All I do is work and be a mum :(

(11 Posts)
Kione Sat 27-Aug-16 10:24:21

I have DD nearly 7 and am 23 weeks pregnant.
So that basically. I love DD to bits and she was wanted etc. Before the pregnancy DP took turns to go out and do stuff on our own. All was ok. Decided to have another baby and all I seem to do is that. Work and kids stuff. Today I am really sick of it.
DP has be indulging on his hobby all week, another one to go as there is an event, and I am home feeling incredibly lonely and sad.
If I tell him he says "I am entitled to be emotional due to hormones". No! Am fucking bored! sad
Also this is a rural place and am not from here originally so no family around or friends.

bobgoblin123 Sat 27-Aug-16 10:27:56

Sorry you feel like this. Is there something you would like to do? A hobby perhaps?

isthistoonosy Sat 27-Aug-16 10:30:20

You need to tell your oh you are having me time be that to play a game on the computer, reading, going for a walk it os your me time to do with as you please and you need it.

IzzyIsBusy Sat 27-Aug-16 10:30:47

You need equal time.
I dont have hobbies as such but time alone is shared between DP and myself.
If he is doing his hobby on a Saturday i get time on the Sunday to do what i want. Sometimes thats a few hours to myself and then we have family time and sometimes it is the whole day to myself.

He is being selfish and indulging only his needs and wants. You have to talk to him and not in a "this is optional" way. It needs to be a firm "this is how much free time you have and i am having the same" .

Kione Sat 27-Aug-16 10:50:03

Thanks for replying, it really is apreciated.
I just don't know what to do being pregnant. Before my free time which was divided was spent on going out with friends that don't have kids or the kids are grown.

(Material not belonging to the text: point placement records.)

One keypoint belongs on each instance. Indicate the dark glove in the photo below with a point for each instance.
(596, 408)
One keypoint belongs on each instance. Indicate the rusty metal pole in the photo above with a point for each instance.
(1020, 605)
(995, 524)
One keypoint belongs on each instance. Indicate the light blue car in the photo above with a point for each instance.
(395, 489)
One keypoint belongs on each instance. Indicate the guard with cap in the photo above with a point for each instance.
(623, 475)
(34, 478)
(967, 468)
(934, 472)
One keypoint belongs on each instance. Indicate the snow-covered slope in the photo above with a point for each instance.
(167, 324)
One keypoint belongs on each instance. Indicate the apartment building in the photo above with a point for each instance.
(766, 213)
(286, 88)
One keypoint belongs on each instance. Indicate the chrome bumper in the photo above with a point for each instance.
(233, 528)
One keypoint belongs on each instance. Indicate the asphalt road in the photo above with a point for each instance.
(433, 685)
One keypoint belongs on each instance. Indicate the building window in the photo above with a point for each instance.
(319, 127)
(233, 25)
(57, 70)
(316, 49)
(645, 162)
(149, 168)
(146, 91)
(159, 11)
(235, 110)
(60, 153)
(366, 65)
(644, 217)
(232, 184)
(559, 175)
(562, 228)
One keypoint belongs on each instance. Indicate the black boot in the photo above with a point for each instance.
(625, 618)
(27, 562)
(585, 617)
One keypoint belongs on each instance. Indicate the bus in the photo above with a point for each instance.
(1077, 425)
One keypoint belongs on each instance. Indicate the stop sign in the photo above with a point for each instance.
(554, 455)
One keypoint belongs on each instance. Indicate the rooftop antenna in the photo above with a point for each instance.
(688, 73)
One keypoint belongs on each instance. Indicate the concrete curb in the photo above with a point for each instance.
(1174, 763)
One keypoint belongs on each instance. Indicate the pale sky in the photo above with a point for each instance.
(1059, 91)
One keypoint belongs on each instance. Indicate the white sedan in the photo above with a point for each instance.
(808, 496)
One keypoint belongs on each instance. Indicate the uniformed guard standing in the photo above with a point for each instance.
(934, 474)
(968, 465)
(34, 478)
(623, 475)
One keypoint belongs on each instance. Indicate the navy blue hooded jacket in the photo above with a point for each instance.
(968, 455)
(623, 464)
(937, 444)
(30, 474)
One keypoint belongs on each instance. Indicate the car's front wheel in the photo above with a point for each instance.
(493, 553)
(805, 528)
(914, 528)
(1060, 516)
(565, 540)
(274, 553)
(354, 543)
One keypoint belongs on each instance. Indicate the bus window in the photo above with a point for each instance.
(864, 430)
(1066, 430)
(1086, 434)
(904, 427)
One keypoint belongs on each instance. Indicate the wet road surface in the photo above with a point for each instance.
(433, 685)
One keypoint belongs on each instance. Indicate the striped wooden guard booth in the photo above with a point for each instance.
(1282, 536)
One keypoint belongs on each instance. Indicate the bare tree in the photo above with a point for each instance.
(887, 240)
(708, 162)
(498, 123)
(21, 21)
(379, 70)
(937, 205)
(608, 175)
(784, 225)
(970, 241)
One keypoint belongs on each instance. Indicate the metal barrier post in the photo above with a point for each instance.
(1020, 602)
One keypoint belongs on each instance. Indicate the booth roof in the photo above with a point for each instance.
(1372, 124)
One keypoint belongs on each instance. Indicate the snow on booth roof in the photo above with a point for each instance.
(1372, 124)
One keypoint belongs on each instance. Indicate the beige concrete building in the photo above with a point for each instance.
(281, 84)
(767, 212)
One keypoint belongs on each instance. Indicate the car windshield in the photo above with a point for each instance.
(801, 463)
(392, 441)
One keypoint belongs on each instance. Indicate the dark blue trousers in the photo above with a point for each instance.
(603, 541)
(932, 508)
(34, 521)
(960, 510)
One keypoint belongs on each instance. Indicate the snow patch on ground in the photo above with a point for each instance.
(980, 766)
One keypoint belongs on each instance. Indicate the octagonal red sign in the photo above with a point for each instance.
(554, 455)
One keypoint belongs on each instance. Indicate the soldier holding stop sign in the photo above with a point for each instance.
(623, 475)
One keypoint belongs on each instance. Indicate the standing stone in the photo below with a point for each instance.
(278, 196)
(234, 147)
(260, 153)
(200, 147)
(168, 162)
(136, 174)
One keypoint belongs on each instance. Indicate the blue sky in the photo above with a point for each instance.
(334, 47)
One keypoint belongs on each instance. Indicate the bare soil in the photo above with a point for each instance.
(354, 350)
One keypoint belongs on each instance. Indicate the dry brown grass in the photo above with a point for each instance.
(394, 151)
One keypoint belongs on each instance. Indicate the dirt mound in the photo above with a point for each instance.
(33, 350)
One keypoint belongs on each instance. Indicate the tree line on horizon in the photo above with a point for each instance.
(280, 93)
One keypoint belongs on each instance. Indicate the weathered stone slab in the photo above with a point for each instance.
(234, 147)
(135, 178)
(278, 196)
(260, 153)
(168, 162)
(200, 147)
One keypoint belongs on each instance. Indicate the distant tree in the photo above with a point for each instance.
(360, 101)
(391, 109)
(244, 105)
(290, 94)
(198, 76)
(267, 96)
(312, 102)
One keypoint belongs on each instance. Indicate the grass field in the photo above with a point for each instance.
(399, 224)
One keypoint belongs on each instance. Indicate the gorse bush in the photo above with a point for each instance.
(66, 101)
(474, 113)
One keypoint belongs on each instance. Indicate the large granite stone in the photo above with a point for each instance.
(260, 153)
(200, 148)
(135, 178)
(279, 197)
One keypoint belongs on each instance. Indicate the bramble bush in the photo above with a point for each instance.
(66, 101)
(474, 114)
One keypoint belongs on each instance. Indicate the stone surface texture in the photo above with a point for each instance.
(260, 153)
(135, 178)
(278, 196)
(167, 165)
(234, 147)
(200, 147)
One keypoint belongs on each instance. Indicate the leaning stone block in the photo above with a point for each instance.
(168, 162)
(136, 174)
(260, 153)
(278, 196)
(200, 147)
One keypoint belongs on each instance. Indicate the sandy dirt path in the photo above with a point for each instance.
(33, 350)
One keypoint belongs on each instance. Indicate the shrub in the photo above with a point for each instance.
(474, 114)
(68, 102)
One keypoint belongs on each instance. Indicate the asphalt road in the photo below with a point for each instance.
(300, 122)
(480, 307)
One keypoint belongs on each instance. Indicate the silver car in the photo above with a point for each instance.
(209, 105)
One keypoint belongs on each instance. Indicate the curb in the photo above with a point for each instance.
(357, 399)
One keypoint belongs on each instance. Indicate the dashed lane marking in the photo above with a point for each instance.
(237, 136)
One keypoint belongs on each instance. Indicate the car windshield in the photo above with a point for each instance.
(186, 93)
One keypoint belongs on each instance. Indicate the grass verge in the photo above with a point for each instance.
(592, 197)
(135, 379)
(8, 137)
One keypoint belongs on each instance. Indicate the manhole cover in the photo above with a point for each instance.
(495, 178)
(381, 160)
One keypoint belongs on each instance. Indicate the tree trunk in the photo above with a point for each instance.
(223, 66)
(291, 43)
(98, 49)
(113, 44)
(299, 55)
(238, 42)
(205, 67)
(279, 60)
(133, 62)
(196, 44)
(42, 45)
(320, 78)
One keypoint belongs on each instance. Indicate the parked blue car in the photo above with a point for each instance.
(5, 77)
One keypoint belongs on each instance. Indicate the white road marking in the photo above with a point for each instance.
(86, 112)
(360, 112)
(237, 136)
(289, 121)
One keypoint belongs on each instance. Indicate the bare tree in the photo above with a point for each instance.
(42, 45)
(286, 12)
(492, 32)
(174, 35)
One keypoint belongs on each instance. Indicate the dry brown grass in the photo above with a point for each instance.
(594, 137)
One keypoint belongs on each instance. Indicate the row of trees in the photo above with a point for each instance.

There is a huge drinking culture here. I went to a bbq a few weeks ago and I was the only one sober, it wasn't great...
I don't mind not drinking, but all non drinking activities are with kids.
I don't really have hobbies. But I will have to find something.

Kione Sat 27-Aug-16 10:53:05

There is sports activities of course.
I tried cycling which I used to do back home but we live on top of a huge hill and coming back was so hard I gave up.
And now pregnant its impossible anyway.

LadySpratt Sat 27-Aug-16 10:59:51

I got fed up of hearing DP was off out to his hobby; he doesn't do it maliciously or selfishly, he just does it. So one morning I got in first that I was doing something. He looked surprised but accepted it. That's when I learned I could do something too. Good luck!

bobgoblin123 Sat 27-Aug-16 11:04:09

I really enjoy walking and listening to my iPod. Even when the baby is born you could push the pram on walks. You definitely should find something to do, you need to look after yourself!

Kione Sat 27-Aug-16 11:08:43

There is honestly not much for adults. Today is kiddies club, tomorrow kiddies picnic.
I hate bank holidays as I like my job and I rather be at work.
I tried a meditation group in the past. I quite enjoyed that but in the end I used to fall sleep blush so stopped going.
I did make a nice little meditating corner at home but it doesn't last long before being taken over again.

Kim82 Sat 27-Aug-16 11:11:12

Could you arrange to go out with some friends for dinner then on to the cinema? That's always my plan when I want a night out with no alcohol.

Kione Sat 27-Aug-16 11:24:33

I am not that close to anyone, if there is group things like pubs or BBQ to do I get invited but anything else would feel odd.
Plus there are only like 3 films here and I watched 2 with DD!